Commenting on Chalker's triumph, Pitt's Honors College dean and Rhodes institutional representative Alec Stewart noted, "There is no higher validation of past attainment and future promise for an undergraduate than to win a Rhodes. Qualities of character and intellect are mandatory. A brilliant mind, a philanthropic spirit devoted to public service, and an active engagement with physical vigor are essential. Chalker possesses all three." Stewart also noted that Cohen of Pitt's chemistry department had been "a phenomenal mentor for Chalker in the demanding field of organic chemistry," and that Amy Eckhardt, director of national scholarships and international programming in the Honors College, had guided Chalker's candidacy through the various stages of essay writing and interview preparation. "The world will hear more from Chalker," said Stewart.

This year's U.S. winners-32 students from 22 institutions of higher learning-came from a pool of 903 applicants from 333 colleges and universities. Pitt was one of only three public universities to have a Rhodes Scholar chosen for 2006. Those chosen will enter the University of Oxford next October.
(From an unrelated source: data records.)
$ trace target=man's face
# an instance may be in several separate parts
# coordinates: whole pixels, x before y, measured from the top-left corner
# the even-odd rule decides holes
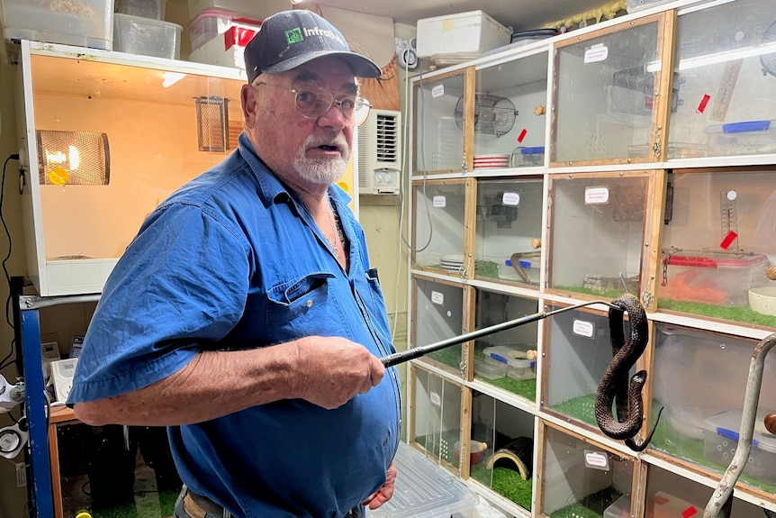
[[[259,82],[266,85],[257,85]],[[267,166],[292,187],[304,191],[329,186],[345,171],[353,127],[335,103],[322,115],[305,117],[292,88],[317,86],[355,95],[355,77],[337,58],[320,58],[290,72],[263,74],[243,88],[246,132]],[[255,102],[255,105],[253,103]]]

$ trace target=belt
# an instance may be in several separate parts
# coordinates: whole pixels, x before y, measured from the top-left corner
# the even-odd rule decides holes
[[[185,493],[184,494],[184,511],[191,518],[205,518],[205,513],[222,516],[223,518],[231,517],[230,512],[222,506],[207,496],[197,495],[188,487],[185,488]]]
Rhodes Scholarships are the legacy of British colonial pioneer, statesman, and philanthropist Cecil J. Rhodes, who died in 1902. Although intellectual distinction is a necessary requirement for selection as a Rhodes Scholar, it is not sufficient. The selection process seeks excellence in qualities of mind and of person, which, in combination, offer the promise of effective service to the world in decades ahead. Thus, winners are chosen on the basis of high academic achievement, personal integrity, leadership potential, and physical vigor, among other attributes.

The value of the Rhodes Scholarship varies depending on the academic field, the degree (B.A., master's, doctoral), and the Oxford college chosen. The Rhodes Trust pays all college and university fees, provides a stipend to cover necessary expenses while in residence at Oxford as well as during vacations, and transportation to and from England. The total value averages approximately $40,000 per year.

Pitt's other three Rhodes Scholars are David Frederick (CAS '83), 1983; Donna Roberts (CAS '85), 1987; and Nathan Urban (CAS '91, FAS'96, '98), 1991.